From our viewpoint, for what it is worth, it would have perhaps been better if the author had crafted a reply to the question basing his answer solely upon the clear Sharī’ah evidences abandoning sweeping statements, poor citation and misapplication. Even just mentioning the most obvious three evidences as an answer would have presented a more cogent and legally correct viewpoint:
And do not go near zinā (fornication); surely it is an indecency (fāḥisha’) and an evil way [17: 32]

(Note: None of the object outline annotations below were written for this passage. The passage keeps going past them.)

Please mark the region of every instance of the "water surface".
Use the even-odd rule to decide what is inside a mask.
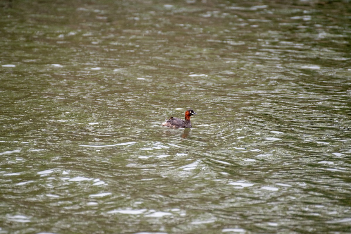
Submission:
[[[348,1],[5,3],[0,233],[350,233]]]

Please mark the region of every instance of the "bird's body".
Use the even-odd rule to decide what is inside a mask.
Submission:
[[[191,122],[190,122],[190,116],[193,115],[197,115],[194,111],[191,109],[187,110],[185,112],[185,120],[181,119],[171,117],[169,119],[166,120],[166,121],[163,123],[162,125],[171,128],[183,128],[191,127]]]

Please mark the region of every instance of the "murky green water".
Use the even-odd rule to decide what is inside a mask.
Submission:
[[[351,232],[349,1],[12,5],[0,233]]]

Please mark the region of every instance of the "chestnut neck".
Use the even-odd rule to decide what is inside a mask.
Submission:
[[[185,120],[187,120],[188,121],[190,121],[190,116],[191,115],[190,114],[190,112],[187,111],[185,112]]]

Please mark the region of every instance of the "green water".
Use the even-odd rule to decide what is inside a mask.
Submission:
[[[351,232],[349,1],[0,6],[0,234]]]

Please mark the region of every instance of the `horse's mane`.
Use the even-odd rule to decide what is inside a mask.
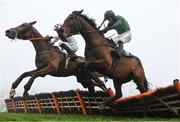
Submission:
[[[81,17],[86,20],[93,28],[97,29],[97,24],[95,23],[95,19],[88,17],[85,14],[81,14]]]
[[[90,18],[90,17],[88,17],[88,16],[85,15],[85,14],[81,14],[80,16],[81,16],[86,22],[88,22],[94,29],[96,29],[96,30],[99,31],[99,29],[97,28],[97,24],[95,23],[95,19]],[[103,35],[102,33],[100,33],[100,34],[104,37],[104,35]]]

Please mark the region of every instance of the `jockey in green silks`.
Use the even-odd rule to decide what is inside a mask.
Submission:
[[[99,26],[99,28],[106,20],[108,20],[109,23],[106,28],[101,30],[101,32],[106,33],[108,30],[112,30],[112,29],[116,30],[118,36],[112,38],[112,40],[116,44],[115,49],[117,50],[119,56],[121,57],[124,53],[126,53],[123,50],[123,44],[130,42],[132,37],[129,24],[127,20],[124,19],[122,16],[115,15],[112,10],[108,10],[104,13],[104,20]]]

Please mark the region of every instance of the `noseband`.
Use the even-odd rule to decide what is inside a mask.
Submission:
[[[80,16],[79,15],[76,15],[76,14],[74,14],[74,13],[72,13],[74,16],[76,16],[76,23],[77,23],[77,25],[78,25],[78,29],[79,29],[79,31],[78,32],[73,32],[73,31],[71,31],[71,33],[70,34],[68,34],[68,36],[72,36],[72,35],[75,35],[75,34],[80,34],[80,33],[98,33],[98,32],[100,32],[100,31],[98,31],[98,30],[95,30],[95,31],[85,31],[85,30],[83,30],[83,28],[82,28],[82,25],[81,25],[81,23],[80,23]],[[72,29],[71,29],[72,30]]]

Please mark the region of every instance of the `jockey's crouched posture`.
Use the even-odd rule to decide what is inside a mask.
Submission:
[[[55,29],[57,28],[56,26]],[[51,38],[50,43],[54,44],[58,40],[60,40],[59,46],[61,47],[61,50],[67,54],[67,57],[71,59],[76,59],[77,55],[75,53],[78,51],[77,41],[72,36],[70,36],[66,38],[66,42],[63,42],[61,41],[60,37],[55,36]]]
[[[116,44],[115,49],[118,52],[119,56],[121,57],[122,55],[126,53],[123,50],[123,44],[131,41],[130,26],[127,20],[125,20],[123,17],[119,15],[115,15],[114,12],[111,10],[108,10],[104,13],[104,20],[101,23],[101,25],[106,20],[108,20],[109,23],[105,29],[101,30],[101,32],[106,33],[108,30],[111,30],[111,29],[116,30],[116,32],[118,33],[118,36],[115,38],[112,38],[112,40]]]

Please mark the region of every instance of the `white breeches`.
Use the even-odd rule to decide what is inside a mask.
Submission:
[[[112,38],[112,40],[117,45],[119,42],[122,42],[123,44],[128,43],[131,41],[131,38],[132,38],[131,32],[127,31],[125,33],[119,34],[115,38]]]

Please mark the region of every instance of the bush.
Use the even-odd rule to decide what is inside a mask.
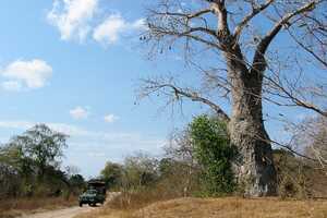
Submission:
[[[232,193],[235,189],[231,162],[237,155],[230,145],[226,123],[199,116],[190,124],[190,136],[195,158],[203,169],[205,195]]]

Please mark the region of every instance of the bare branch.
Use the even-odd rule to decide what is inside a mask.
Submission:
[[[249,22],[256,16],[257,14],[259,14],[262,11],[264,11],[265,9],[267,9],[275,0],[268,0],[266,3],[259,5],[258,8],[253,8],[252,12],[246,15],[245,17],[243,17],[243,20],[237,25],[235,31],[234,31],[234,37],[237,39],[239,39],[243,28],[249,24]]]
[[[143,80],[143,83],[145,84],[145,86],[143,87],[142,90],[143,93],[141,94],[142,97],[148,96],[152,93],[156,93],[160,89],[162,90],[165,88],[169,88],[171,92],[170,96],[174,96],[178,100],[181,97],[186,97],[192,101],[203,102],[209,106],[217,113],[217,116],[225,122],[229,122],[230,120],[227,113],[218,105],[216,105],[215,102],[213,102],[211,100],[205,97],[202,97],[198,93],[191,92],[190,89],[180,88],[172,83],[160,83],[155,80]]]
[[[255,55],[253,58],[253,69],[255,71],[257,71],[257,72],[265,71],[265,69],[266,69],[266,61],[264,58],[265,52],[266,52],[268,46],[270,45],[270,43],[272,41],[272,39],[280,32],[282,26],[291,25],[289,23],[289,21],[292,17],[294,17],[299,14],[302,14],[304,12],[312,11],[315,5],[316,5],[316,1],[311,1],[311,2],[306,3],[305,5],[301,7],[300,9],[298,9],[296,11],[286,14],[283,17],[280,19],[280,21],[277,24],[275,24],[275,26],[271,28],[271,31],[269,33],[267,33],[266,36],[264,36],[264,38],[261,40],[261,43],[258,44],[258,46],[255,50]]]

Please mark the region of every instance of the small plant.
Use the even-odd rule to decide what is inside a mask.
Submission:
[[[223,195],[235,189],[231,162],[237,155],[230,145],[226,123],[199,116],[190,124],[194,155],[203,168],[205,195]]]

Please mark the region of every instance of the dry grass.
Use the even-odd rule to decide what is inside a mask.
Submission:
[[[23,214],[31,214],[50,209],[59,209],[76,205],[77,199],[71,197],[35,197],[0,201],[0,218],[12,218]]]
[[[327,218],[327,201],[178,198],[141,209],[104,208],[78,218]]]

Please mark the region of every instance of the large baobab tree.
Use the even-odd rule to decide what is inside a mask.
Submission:
[[[186,61],[205,74],[207,87],[217,90],[216,97],[230,99],[231,111],[223,111],[198,89],[180,87],[173,78],[144,80],[141,97],[159,92],[169,95],[170,102],[190,98],[209,106],[229,123],[231,142],[239,147],[235,174],[245,194],[275,195],[276,170],[271,141],[264,126],[263,101],[299,106],[326,116],[322,105],[310,101],[324,96],[326,86],[303,89],[298,77],[292,80],[293,74],[282,76],[282,62],[269,50],[272,47],[279,51],[279,46],[292,44],[294,53],[306,52],[304,57],[314,59],[315,69],[325,71],[326,8],[324,0],[161,0],[148,10],[148,27],[141,39],[159,53],[166,48],[183,49]],[[284,41],[272,46],[278,37]],[[199,64],[199,50],[208,51],[210,66]],[[189,59],[192,53],[195,58]],[[305,93],[300,95],[299,89]]]

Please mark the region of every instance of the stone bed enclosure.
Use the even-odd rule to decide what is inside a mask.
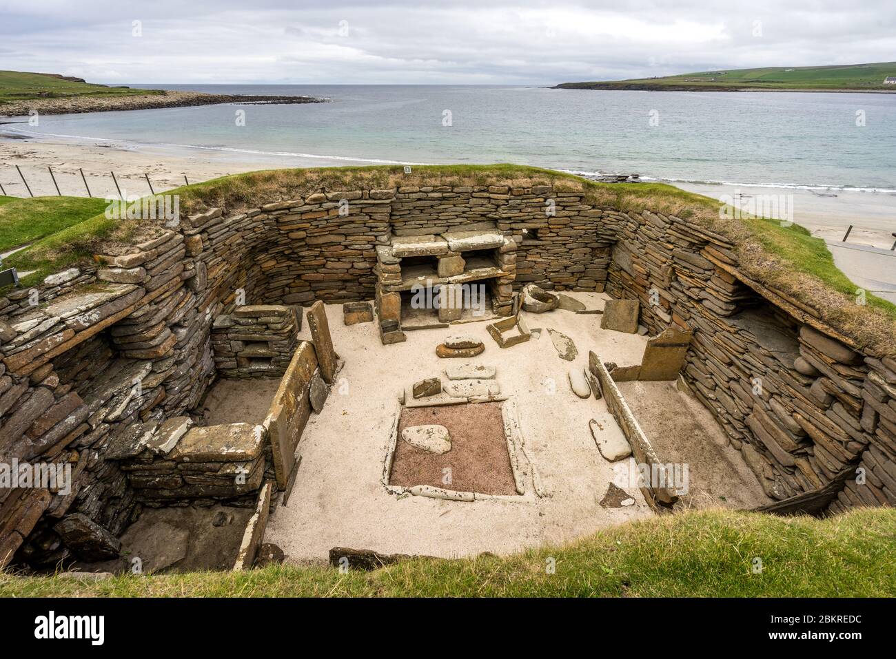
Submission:
[[[459,232],[468,245],[452,242]],[[70,465],[73,483],[0,488],[0,565],[107,556],[142,507],[257,507],[263,530],[270,492],[289,493],[315,380],[331,385],[338,369],[318,303],[374,301],[383,343],[402,340],[401,261],[421,242],[437,244],[437,261],[413,265],[441,286],[487,279],[495,315],[513,315],[514,293],[534,283],[637,299],[651,336],[693,332],[679,385],[740,450],[770,509],[896,503],[896,359],[744,276],[722,236],[549,185],[361,189],[143,227],[95,262],[4,293],[0,463]],[[468,261],[483,270],[464,279]],[[310,342],[297,338],[303,307]],[[612,358],[591,369],[604,388]],[[191,416],[217,378],[281,376],[263,424]]]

And the two famous ḥadith which are found in Ṣaḥīḥ Bukhāri (but also widely narrated):
Ali bin Abdallah narrated to us Sufyān narrated to us ‘Amr narrated to us from Abu Ma’bad from Ibn A’bbās from the Prophet (peace be upon him), he said:
No man should stay with a lady in seclusion except in the presence of a Maḥram.
حَدَّثَنَا الْحُمَيْدِيُّ عَبْدُ اللَّهِ بْنُ الزُّبَيْرِ، قَالَ حَدَّثَنَا سُفْيَانُ، قَالَ حَدَّثَنَا يَحْيَى بْنُ سَعِيدٍ الأَنْصَارِيُّ، قَالَ أَخْبَرَنِي مُحَمَّدُ بْنُ إِبْرَاهِيمَ التَّيْمِيُّ، أَنَّهُ سَمِعَ عَلْقَمَةَ بْنَ وَقَّاصٍ اللَّيْثِيَّ، يَقُولُ سَمِعْتُ عُمَرَ بْنَ الْخَطَّابِ ـ رضى الله عنه ـ عَلَى الْمِنْبَرِ قَالَ سَمِعْتُ رَسُولَ اللَّهِ صلى الله عليه وسلم يَقُولُ إِنَّمَا الأَعْمَالُ بِالنِّيَّاتِ وَإِنَّمَا لِكُلِّ امْرِئٍ مَا نَوَى، فَمَنْ كَانَتْ هِجْرَتُهُ إِلَى دُنْيَا يُصِيبُهَا أَوْ إِلَى امْرَأَةٍ يَنْكِحُهَا فَهِجْرَتُهُ إِلَى مَا هَاجَرَ إِلَيْهِ
al-Ḥumaydi Abdallah bin Zubayr narrated to us he said Sufyān narrated to us he said Yaḥya bin Saeed al-Anṣāri he said Muḥammad bin Ibrāhim at-Tayme reported to me that he heard A’lqama bin Waqqāṣ al-Laythi saying that he heard Umar bin al-Khaṭṭāb (may Allah be pleased with him) upon the pulpit (where) he said he heard the Prophet (peace be upon him) say:
Actions are according to intentions and every person will get the reward according to what he has intended. So whoever emigrated for worldly benefits or for a woman to marry, his emigration was for what he emigrated for.
We pray to Allah to grant us all tawfiq.